I just think in these uncertain times, when so many decent, hard working people worldwide are struggling to maintain a reasonable standard of living, flaunting your wealth is about as tacky as you can get. And does anyone really believe that the rent a guest mob from America are personal friends of either of the couple?

pippa February 3, 2024

Things have been a bit tough for me the last few months and when a friend sent me this last week, I couldn't stop laughing. I had another fit of hysterics reading this article when I saw the extra details. 

pippa February 1, 2024

@melbournewoman, since I wrote that, I've learned that Lucinda Light is not her real name, and she's a professional actor. That's her stage name. 


I think the reason I can't take her seriously, is that every time she opens her mouth, my sick sense of humour takes me back to Kath and Kel attending couples counselling, with Marg Downie playing the therapist. At the end of each session, Marg Downie would say, 'Now, who'd like a nice cup of Jarrah?' The voice, the inflection, everything is Ms Light. 

pippa February 1, 2024

It was sooo much simpler when a hen's party consisted of dinner at Miranda RSL, followed by Eden Kane in concert. 


Unthinkably boring I know to the modern generation, but standard in 1968. There were no hurt feelings all night, and we parted the same happy group of friends as when we arrived. 

pippa January 30, 2024

You’re probably going to hate me, but after watching Ms Light, I pressed the Pause button and told my husband that she’s one of the least authentic people I’ve ever come across. Having grown up on the NSW north coast where she lives, and returned there to live and work for ten years, I’ve met dozens like her. 


She’s cultivated her look and persona very carefully. The Byron Bay area is awash with people who look like her, but the authentic ones behave entirely differently. They don’t trot out life affirming phrases at the drop of a hat, they speak normally, they don’t need to prove anything. I’d be prepared to bet also, that she wasn’t given that name at birth. 

She’s probably a lovely person, but in my opinion, she’s not who or what she’s pretending to be, but desperately wants to be.

pippa January 28, 2024

This is what happens when managers heap fulsome praise on an employee, even if justified, giving them a sense of security that’s unwarranted. It’s much more common in America, because of the culture of affirming everything everyone does.

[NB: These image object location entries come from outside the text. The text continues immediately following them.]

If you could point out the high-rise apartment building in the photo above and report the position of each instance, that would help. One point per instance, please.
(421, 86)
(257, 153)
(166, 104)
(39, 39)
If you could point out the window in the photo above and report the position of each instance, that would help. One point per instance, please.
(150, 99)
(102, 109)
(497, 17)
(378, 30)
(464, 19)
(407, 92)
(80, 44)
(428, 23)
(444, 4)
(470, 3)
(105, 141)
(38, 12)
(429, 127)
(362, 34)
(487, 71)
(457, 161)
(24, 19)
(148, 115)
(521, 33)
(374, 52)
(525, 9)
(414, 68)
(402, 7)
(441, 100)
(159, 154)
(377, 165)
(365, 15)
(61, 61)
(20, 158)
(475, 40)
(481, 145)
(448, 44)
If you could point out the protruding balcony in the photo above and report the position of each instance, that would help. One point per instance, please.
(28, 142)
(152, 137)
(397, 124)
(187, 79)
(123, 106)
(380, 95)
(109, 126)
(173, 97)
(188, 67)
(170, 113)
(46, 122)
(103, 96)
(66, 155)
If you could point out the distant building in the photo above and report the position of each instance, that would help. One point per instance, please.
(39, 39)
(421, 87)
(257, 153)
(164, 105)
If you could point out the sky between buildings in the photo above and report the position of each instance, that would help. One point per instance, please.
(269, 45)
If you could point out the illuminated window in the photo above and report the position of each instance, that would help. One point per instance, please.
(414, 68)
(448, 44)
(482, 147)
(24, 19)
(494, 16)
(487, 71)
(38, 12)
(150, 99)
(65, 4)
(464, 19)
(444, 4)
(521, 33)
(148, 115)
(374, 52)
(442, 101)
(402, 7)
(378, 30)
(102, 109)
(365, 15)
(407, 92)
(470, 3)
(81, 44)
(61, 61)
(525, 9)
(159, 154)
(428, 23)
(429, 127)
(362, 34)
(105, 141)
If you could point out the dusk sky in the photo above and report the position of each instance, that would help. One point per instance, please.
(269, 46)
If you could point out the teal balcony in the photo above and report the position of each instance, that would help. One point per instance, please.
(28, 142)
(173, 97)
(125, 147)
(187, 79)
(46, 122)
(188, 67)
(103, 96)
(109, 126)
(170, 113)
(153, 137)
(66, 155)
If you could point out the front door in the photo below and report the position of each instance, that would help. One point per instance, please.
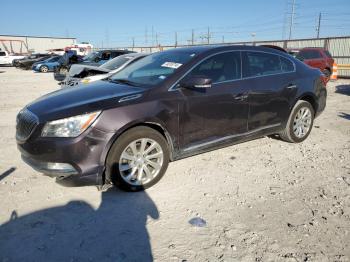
(273, 86)
(217, 113)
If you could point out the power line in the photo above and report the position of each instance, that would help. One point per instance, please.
(319, 25)
(291, 20)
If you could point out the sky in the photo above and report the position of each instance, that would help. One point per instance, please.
(116, 23)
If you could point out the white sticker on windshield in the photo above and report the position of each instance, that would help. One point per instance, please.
(171, 65)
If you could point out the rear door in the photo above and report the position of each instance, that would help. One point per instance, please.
(211, 115)
(272, 82)
(313, 58)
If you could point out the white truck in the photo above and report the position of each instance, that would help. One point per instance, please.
(7, 59)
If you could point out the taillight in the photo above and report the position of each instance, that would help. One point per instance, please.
(324, 79)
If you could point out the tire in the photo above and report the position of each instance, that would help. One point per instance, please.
(44, 69)
(129, 174)
(292, 132)
(327, 73)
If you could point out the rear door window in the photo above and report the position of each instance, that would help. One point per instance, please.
(286, 65)
(328, 54)
(220, 67)
(260, 64)
(309, 54)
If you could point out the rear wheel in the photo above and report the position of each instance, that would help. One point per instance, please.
(44, 69)
(300, 123)
(138, 159)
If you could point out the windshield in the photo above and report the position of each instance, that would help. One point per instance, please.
(90, 57)
(154, 68)
(116, 62)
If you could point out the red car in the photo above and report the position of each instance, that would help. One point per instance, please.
(318, 58)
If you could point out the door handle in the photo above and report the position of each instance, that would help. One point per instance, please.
(291, 86)
(240, 97)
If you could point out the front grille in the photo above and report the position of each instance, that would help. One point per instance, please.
(26, 124)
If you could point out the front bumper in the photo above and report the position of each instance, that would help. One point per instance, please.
(72, 161)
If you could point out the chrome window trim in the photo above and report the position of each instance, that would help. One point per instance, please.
(128, 98)
(230, 137)
(174, 88)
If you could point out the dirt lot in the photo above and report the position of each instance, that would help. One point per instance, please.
(264, 200)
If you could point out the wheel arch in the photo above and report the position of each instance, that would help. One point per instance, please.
(151, 124)
(308, 97)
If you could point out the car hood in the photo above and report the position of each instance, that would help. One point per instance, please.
(82, 99)
(77, 69)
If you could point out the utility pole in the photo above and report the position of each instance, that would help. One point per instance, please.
(152, 36)
(208, 36)
(291, 23)
(175, 39)
(192, 40)
(146, 33)
(319, 25)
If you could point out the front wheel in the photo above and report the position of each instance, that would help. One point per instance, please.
(44, 69)
(138, 159)
(300, 123)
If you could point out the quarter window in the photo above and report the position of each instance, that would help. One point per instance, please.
(286, 65)
(260, 64)
(220, 67)
(309, 54)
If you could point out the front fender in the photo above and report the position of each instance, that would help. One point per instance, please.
(152, 113)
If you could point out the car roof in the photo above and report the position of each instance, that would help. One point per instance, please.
(219, 48)
(312, 48)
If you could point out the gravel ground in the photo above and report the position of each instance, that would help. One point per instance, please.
(264, 200)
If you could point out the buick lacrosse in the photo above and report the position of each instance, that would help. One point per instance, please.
(169, 105)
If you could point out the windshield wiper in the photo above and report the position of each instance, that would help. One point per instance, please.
(122, 81)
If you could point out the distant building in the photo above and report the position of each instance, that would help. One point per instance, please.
(24, 44)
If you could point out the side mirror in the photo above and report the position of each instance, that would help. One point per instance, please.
(196, 82)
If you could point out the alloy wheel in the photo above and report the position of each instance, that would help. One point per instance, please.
(302, 122)
(141, 161)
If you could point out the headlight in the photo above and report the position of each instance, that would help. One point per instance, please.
(86, 80)
(69, 127)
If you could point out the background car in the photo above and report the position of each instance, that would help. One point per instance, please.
(96, 58)
(16, 62)
(167, 106)
(317, 58)
(47, 65)
(26, 64)
(7, 58)
(83, 73)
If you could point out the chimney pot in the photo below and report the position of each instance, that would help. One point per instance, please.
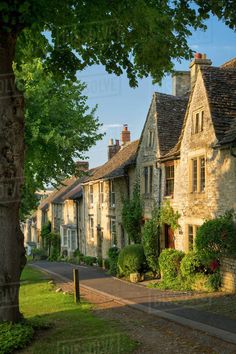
(197, 55)
(125, 135)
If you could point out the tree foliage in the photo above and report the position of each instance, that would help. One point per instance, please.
(216, 238)
(59, 128)
(132, 215)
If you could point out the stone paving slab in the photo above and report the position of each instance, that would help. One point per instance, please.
(149, 300)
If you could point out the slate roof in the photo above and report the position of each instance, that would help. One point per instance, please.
(220, 84)
(170, 116)
(229, 64)
(116, 166)
(57, 194)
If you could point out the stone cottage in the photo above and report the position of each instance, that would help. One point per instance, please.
(160, 134)
(203, 160)
(104, 192)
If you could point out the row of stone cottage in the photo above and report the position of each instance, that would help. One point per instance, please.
(186, 154)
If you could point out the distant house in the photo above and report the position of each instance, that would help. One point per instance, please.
(104, 192)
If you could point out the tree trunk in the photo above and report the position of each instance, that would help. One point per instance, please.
(12, 254)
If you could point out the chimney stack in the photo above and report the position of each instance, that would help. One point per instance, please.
(113, 148)
(81, 167)
(200, 60)
(180, 83)
(125, 135)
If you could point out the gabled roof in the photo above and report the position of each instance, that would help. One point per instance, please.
(220, 85)
(170, 116)
(116, 166)
(55, 196)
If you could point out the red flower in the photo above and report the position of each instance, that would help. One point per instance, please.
(214, 265)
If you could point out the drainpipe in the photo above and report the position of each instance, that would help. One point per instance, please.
(77, 223)
(231, 151)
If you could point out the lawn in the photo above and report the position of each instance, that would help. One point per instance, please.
(74, 328)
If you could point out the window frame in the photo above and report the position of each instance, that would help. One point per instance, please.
(197, 175)
(112, 194)
(198, 121)
(170, 178)
(91, 227)
(91, 195)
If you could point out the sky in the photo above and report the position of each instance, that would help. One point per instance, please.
(120, 104)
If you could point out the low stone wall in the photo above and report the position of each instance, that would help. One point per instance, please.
(228, 274)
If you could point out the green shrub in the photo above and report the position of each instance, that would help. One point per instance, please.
(14, 336)
(216, 238)
(89, 260)
(151, 242)
(39, 254)
(106, 263)
(100, 262)
(113, 254)
(169, 262)
(190, 265)
(214, 281)
(131, 260)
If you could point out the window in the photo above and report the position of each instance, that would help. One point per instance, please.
(148, 179)
(101, 185)
(169, 180)
(197, 126)
(198, 179)
(65, 237)
(91, 227)
(113, 231)
(195, 179)
(192, 231)
(73, 240)
(202, 174)
(150, 138)
(112, 194)
(91, 195)
(190, 237)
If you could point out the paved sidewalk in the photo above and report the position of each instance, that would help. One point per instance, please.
(148, 300)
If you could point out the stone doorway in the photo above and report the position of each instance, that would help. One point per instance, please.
(169, 237)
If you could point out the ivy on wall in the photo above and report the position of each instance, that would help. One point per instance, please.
(132, 213)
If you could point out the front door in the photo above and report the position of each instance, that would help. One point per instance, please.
(169, 237)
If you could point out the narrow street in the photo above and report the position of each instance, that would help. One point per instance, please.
(149, 301)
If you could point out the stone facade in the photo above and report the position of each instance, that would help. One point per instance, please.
(103, 220)
(219, 193)
(146, 159)
(228, 274)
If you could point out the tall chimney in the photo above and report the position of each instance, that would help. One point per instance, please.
(180, 83)
(125, 135)
(113, 148)
(200, 60)
(81, 167)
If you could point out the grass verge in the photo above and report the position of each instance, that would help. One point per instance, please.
(71, 327)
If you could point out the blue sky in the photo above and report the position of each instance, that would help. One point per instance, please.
(119, 104)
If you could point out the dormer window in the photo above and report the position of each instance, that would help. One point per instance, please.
(197, 126)
(91, 195)
(150, 138)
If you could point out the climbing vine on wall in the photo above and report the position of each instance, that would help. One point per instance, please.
(132, 214)
(169, 216)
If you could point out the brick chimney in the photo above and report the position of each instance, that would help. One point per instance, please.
(125, 135)
(180, 83)
(200, 60)
(113, 148)
(81, 166)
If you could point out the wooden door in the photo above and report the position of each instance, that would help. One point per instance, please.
(169, 237)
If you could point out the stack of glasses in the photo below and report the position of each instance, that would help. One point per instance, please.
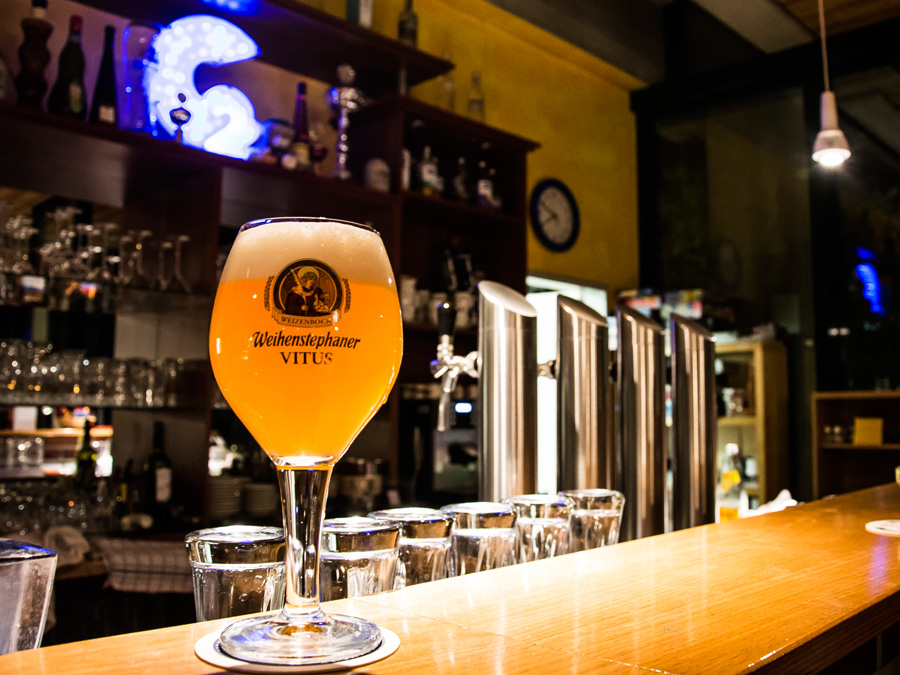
(400, 547)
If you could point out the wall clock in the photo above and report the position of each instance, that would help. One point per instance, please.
(554, 215)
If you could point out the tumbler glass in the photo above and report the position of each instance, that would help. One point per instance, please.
(359, 557)
(484, 536)
(542, 525)
(424, 553)
(236, 570)
(594, 518)
(26, 579)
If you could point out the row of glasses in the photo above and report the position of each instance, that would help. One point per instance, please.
(400, 547)
(96, 252)
(34, 373)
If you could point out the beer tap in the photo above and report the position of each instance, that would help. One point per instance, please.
(448, 365)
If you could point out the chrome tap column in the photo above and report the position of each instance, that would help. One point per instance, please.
(507, 351)
(694, 424)
(640, 423)
(584, 457)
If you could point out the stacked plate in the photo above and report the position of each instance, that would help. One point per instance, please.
(225, 496)
(260, 499)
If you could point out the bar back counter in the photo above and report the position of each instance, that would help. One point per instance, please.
(805, 590)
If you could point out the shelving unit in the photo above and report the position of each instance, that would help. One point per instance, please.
(172, 189)
(840, 467)
(760, 369)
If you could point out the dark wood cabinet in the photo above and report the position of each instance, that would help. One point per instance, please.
(171, 189)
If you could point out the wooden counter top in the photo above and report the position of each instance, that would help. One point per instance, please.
(789, 592)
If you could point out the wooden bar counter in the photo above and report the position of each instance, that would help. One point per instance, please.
(790, 592)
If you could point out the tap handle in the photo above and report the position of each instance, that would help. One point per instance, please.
(446, 319)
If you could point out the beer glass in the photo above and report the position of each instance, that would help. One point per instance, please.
(305, 343)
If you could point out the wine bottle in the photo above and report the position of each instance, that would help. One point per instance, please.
(31, 84)
(86, 460)
(158, 477)
(67, 95)
(4, 77)
(484, 193)
(104, 107)
(360, 12)
(300, 147)
(408, 25)
(476, 98)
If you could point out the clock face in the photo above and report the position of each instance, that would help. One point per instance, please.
(554, 215)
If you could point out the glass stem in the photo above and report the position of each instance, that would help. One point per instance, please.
(303, 494)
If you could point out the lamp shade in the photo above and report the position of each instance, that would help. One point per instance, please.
(830, 147)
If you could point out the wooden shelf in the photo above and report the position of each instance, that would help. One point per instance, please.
(844, 467)
(305, 40)
(853, 446)
(446, 123)
(738, 421)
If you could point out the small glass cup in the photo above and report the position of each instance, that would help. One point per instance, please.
(358, 557)
(542, 526)
(236, 570)
(484, 536)
(595, 516)
(26, 580)
(424, 553)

Also, the bullshit phrases churned out by the HR people were laughable. 

pippa January 26, 2024

@saggie, how dare you lecture me on domestic violence! I'm a survivor of a very violent relationship which saw me hospitalised! Only once, that's all it needed. 


You're deliberately twisting my words. I did not condone any form of violence to humans or animals. My comment wasn't based on this article alone. Perhaps YOU should reread MY original comment. I said two days, two poisonous mother in law stories. I wasn't speaking of the specifics in either article, I was speaking generally. 

I spent 42 years working as a health professional, most of those years as a nurse, some of those years in emergency in a Sydney teaching hospital. I gave the majority of my life to caring for people and you have the temerity to accuse me of condoning violence. My husband and I also volunteer for an animal rescue charity. You know nothing about me, yet you feel yourself qualified to assassinate my character. Without understanding my comment. And it really wasn't necessary to write three times that you weren't the only one who disagreed with me. One other person did, and that simply means that there are two people who didn't bother to read the first few words. 

Once and for all:  my comments were not based on either of the TWO articles, except that they raised the point that I read Mamamia every day and over many years, I've read many mother in law stories. Every single one has been the mother of someone's husband. I have never read an article about the mother of a woman treating her husband badly, or a daughter in law who treats her mother in law badly.